Jerry Mullane
- Full name: Jeremiah Patrick Mullane
- Born: 30 April 1906 Ballagh, Newcastle West, County Limerick, Ireland
- Died: 7 April 1930 (aged 23) South Infirmary Cork, County Cork, Ireland
- School: Blackrock College
- University: University College Cork
- Occupation: Creamery Manager (Bruree)

Rugby union career
- Position: Wing-forward

Senior career
- Years: Team / Apps / (Points)
- –: Newcastle West and Bohemians

International career
- Years: Team / Apps / (Points)
- 1928: Ireland / 2 / (0)

= Jerry Mullane =

Irish rugby union player

Jeremiah Patrick Mullane (1906–1930) was an Irish international rugby union player.

A native of Ballagh, Killeedy, County Limerick, Mullane attended Blackrock College, where he was rugby captain, and subsequently studied dairy science at University College Cork. He played rugby for Munster, University College Cork and Limerick clubs Newcastle West and Bohemians.

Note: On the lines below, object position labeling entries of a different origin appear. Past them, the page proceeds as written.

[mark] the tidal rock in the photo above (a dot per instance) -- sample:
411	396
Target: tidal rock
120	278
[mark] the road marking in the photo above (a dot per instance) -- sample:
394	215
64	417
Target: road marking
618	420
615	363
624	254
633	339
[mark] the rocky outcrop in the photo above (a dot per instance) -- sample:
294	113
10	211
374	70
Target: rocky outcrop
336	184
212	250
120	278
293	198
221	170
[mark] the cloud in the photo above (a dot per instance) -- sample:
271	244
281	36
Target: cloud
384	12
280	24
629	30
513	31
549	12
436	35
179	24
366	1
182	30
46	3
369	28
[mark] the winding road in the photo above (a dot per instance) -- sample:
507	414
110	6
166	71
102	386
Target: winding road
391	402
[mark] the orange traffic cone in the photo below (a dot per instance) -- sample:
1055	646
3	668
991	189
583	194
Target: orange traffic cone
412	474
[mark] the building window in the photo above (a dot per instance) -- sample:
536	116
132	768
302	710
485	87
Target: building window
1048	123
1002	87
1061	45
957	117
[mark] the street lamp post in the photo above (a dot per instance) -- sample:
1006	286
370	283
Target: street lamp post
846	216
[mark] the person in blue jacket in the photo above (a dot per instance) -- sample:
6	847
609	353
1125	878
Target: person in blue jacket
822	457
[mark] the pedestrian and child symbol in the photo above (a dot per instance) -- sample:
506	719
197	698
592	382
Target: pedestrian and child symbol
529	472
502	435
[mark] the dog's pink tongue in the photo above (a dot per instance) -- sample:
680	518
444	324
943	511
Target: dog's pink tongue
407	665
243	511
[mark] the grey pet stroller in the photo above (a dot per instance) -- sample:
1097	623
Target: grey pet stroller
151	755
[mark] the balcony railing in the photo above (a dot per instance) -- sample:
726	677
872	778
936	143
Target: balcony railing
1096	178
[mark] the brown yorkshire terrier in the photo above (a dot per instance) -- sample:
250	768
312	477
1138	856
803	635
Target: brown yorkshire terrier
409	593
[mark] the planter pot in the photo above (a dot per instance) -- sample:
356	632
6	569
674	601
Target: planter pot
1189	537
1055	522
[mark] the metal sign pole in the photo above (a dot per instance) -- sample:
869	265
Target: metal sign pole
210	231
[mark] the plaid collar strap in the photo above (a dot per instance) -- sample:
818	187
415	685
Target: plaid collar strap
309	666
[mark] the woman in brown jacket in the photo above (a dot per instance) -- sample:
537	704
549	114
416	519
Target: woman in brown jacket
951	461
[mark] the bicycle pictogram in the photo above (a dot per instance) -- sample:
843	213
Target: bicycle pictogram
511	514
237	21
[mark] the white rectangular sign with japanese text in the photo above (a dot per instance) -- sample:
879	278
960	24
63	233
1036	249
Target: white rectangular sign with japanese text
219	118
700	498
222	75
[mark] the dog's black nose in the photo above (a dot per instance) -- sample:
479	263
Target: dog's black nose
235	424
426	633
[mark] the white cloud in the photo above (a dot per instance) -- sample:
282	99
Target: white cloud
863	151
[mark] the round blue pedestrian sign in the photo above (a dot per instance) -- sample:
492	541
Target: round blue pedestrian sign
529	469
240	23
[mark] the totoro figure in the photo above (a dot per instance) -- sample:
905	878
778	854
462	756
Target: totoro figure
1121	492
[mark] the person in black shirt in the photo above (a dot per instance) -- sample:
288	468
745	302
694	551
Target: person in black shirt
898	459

Mullane got his Ireland opportunity in 1928 as a replacement for forward Charles Hanrahan, whose brother had been killed in an accident playing rugby. He debuted as a wing-forward against Wales in Cardiff and gained a second cap in an end of year match against France in Paris.

In 1930, Mullane died of a sudden illness in Cork, at the age of 23.